GENEL KURUL KONUŞMASI
Konu: İsrail'in Lübnan'a saldırılarına ilişkin gündem dışı konuşması
Yasama Yılı:3
Birleşim:2
Tarih:02.10.2024

NAZIM MAVİŞ (Sinop) - Sayın Başkan, değerli milletvekilleri; siyonist İsrail Gazze'de tarihin şahit olmadığı bir vahşeti sürdürüyor, soykırım yöntemleriyle üç yüz altmış beş gündür çoluk çocuk, kadın ve yaşlı 42 bin Gazzeliyi katletti. Hedefleri, kutsal kabul ettikleri vadedilmiş topraklara sahip olmak. Bu sapkın teopolitik inançlarının sonucu olarak insanlığı korkunç bir savaşa sürüklüyorlar. Şimdi de işgal, katliam ve soykırım yöntemleriyle Lübnan'a saldırıyorlar. Şu an Gazze'de olduğu gibi Lübnan'da da bir halk katlediliyor, evler, okullar bombalanıyor, kadınlar ve çocuklar ölüyor. Gazze'nin ardından Lübnan'da da derin bir insanlık kriziyle karşı karşıyayız. Toplam nüfusu 6 milyon olan ülkede son on beş günde katil İsrail'in saldırıları sonucu 1 milyondan fazla Lübnanlı göçe mahkûm oldu.

Değerli arkadaşlar, sömürgecilik, iç çatışma, savaşlar ve ekonomik krizlerle yorgun düşmüş, temel insani ihtiyaçlarını karşılama konusunda zorluklarla boğuşan Lübnan şimdi de İsrail'in saldırılarıyla yeni bir yıkımın eşiğinde. Bugün Lübnan'da 3 milyona yaklaşan Filistinli mülteci yaşamaktadır. İsrail hâlâ Golan Tepeleri'nde işgalci olarak bulunmaktadır. 1982'den 2000 yılına kadar Lübnan'ı işgal etmiştir, Şeba Çiftlikleri'ni hâlâ işgal altında tutmaktadır, Sabra ve Şatilla mülteci kamplarında insanlık dışı katliamlar yapmıştır, 2006 yılında da tüm bu saldırılarına bir yenisini eklemiş ve hukuk dışı bir şekilde Lübnan'a saldırarak otuz dört gün sürecek İsrail-Lübnan savaşını başlatmıştır. İsrail'in saldırgan ve sınır tanımaz tutumları Lübnan'la birlikte bölgemizdeki bütün ülkelerin egemenliğini tehdit edecek bir seviyeye ulaşmıştır. İsrail'in durdurulamaması durumunda, işgal isteği tüm bölgeyi kapsayacaktır.

Değerli arkadaşlar, Filistinliler yetmiş altı yıldır sayısız katliama maruz kalmıştır.
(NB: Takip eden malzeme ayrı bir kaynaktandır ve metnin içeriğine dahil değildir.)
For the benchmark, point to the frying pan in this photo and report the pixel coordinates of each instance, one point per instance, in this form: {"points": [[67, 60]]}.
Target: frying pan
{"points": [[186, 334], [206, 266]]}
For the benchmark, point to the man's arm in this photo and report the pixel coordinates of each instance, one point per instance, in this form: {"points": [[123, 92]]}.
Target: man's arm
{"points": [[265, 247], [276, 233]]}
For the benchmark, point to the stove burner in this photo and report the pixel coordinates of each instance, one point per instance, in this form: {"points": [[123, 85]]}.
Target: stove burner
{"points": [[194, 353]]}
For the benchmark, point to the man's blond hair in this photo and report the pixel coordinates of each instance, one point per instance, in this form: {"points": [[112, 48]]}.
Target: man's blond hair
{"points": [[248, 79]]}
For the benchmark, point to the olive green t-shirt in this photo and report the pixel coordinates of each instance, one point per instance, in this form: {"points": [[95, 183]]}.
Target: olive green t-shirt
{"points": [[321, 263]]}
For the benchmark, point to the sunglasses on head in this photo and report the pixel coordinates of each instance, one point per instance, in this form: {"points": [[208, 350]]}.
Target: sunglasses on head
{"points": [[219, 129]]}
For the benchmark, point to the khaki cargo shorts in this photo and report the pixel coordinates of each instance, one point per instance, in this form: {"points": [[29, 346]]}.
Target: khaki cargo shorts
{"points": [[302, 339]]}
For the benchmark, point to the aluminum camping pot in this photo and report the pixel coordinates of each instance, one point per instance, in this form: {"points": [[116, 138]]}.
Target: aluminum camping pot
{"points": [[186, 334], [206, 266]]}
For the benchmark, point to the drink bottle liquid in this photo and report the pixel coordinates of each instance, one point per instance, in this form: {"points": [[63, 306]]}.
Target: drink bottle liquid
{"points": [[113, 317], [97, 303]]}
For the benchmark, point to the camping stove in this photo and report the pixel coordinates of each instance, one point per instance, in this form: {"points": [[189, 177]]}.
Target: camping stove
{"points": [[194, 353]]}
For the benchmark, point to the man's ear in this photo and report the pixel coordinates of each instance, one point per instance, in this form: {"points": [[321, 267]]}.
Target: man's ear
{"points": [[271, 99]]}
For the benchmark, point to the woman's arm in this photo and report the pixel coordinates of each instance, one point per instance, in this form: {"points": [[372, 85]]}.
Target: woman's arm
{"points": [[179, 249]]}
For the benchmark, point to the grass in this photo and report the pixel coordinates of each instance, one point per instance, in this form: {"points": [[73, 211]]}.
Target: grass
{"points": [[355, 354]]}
Onlarca katliamda, gece baskınlarıyla binlerce çocuk, kadın, yaşlı ve engelli katledilmiş ve göçe zorlanmıştır. Katliamla, vahşetle yok edilmek istenen Gazze'de bugün ekmek yok, su yok, elektrik yok, ilaç yok; yaklaşan kış şartlarında çocukların ve annelerin başını sokacağı bir sığınak yok; sadece İsrail bombaları var. Bugün, Gazze'de, Filistin'de ailesinin geçmişinde göç ve katliam olmayan tek bir Filistinli yoktur.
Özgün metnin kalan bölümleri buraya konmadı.